It is not often that the mainstream media takes an interest in sailing. It is even less often that they write a detailed article. As always, it is disaster that attracts them, but we thought we would share this well-written piece from Chris Museler of the New York Times which examines exactly what happened when John Fisher was lost from Scallywag in the middle of the Southern Ocean:
Libby Greenhalgh was wedged into the navigator’s seat below decks on the Sun Hung Kai-Scallywag when the helmsman shouted repeatedly, “Man overboard.”
It was before dawn on March 26, and 35-to-45-knot westerly winds had been violently thrashing the competitors in the Volvo Ocean Race for weeks, since they left Auckland, New Zealand, and headed for Itajaí, Brazil, in the seventh leg of the round-the-world event.
The helmsman hit the red man-overboard button at the wheel, which records the boat’s GPS location. But in those frantic moments, the button was not depressed for the compulsory four seconds it takes to record the spot.

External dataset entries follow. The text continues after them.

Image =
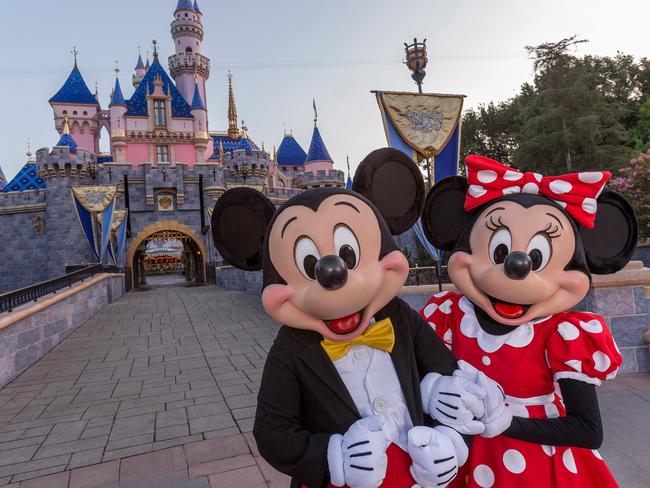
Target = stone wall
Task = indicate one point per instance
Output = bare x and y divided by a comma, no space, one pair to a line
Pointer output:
31,331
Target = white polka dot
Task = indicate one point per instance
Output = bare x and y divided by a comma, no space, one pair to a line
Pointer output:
445,307
512,175
601,361
569,462
511,190
514,461
594,326
486,176
574,364
589,205
560,186
483,476
561,204
551,411
548,450
476,191
447,336
430,309
590,176
530,188
568,331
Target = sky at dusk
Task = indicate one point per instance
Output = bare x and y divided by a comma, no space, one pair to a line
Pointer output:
283,53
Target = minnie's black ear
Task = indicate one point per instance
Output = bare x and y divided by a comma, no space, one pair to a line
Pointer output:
610,244
393,183
239,223
444,217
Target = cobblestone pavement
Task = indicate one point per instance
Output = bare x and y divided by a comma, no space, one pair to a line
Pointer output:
158,390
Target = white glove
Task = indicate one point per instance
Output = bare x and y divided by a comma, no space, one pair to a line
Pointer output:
497,417
358,458
436,454
454,401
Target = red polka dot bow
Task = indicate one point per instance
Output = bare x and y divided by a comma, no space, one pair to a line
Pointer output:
575,192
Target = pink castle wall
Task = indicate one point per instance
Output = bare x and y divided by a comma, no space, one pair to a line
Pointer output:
137,153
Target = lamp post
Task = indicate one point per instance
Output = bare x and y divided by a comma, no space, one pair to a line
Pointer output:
416,60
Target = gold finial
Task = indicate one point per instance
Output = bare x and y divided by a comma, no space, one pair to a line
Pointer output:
233,130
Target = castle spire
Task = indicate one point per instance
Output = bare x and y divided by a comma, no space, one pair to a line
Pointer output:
233,130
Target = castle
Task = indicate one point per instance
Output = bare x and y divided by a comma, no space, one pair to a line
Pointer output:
169,166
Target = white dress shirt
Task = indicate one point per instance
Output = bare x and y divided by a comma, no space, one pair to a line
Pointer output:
370,377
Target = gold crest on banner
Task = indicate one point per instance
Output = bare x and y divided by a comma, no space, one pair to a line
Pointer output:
95,198
426,121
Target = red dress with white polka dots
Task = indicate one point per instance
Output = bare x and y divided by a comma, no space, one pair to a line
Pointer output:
527,363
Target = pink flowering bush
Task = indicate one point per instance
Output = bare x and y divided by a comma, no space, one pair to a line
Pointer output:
633,181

Greenhalgh instinctually locked in the boat’s coordinates — 1,400 nautical miles west of Cape Horn in the Southern Ocean — into her navigation software, which shows the boat’s track on a digital chart. That was roughly the position where the crew’s safety officer, John Fisher, 47, was knocked over the side of the boat.
Rapidly calculating in her head how Fisher would drift in the frothy, cold peaks of the waves, Greenhalgh drew a search pattern on her screen. Fisher was miles behind by the time the boat was under control and pounding back upwind into the waves.
Greenhalgh directed the crew, shouting into the intercom. Four and a half hours later, with no sign of Fisher or the inflatable buoy and life ring the crew deployed, she radioed Race Control in Alicante, Spain, that they were suspending their search.
Making sense of the tragedy has been difficult for even these elite, professional sailors. The Volvo crews are drilled relentlessly on recovery of a person overboard, and the latest locator beacons are provided to each sailor. Sailors are also given inflatable harnesses with tethers to clip into the boat.
Still, sailors continue to die while racing at sea. Fisher is the second sailor fatality in an ocean race in the past five months. In November, the same stretch of water claimed the life of Simon Speirs, 60, a crew member in the Clipper Round the World Yacht Race for amateur sailors. In that accident, the clip for Speirs’s safety tether broke and he was washed overboard. He was recovered but had died of apparent drowning and was buried at sea.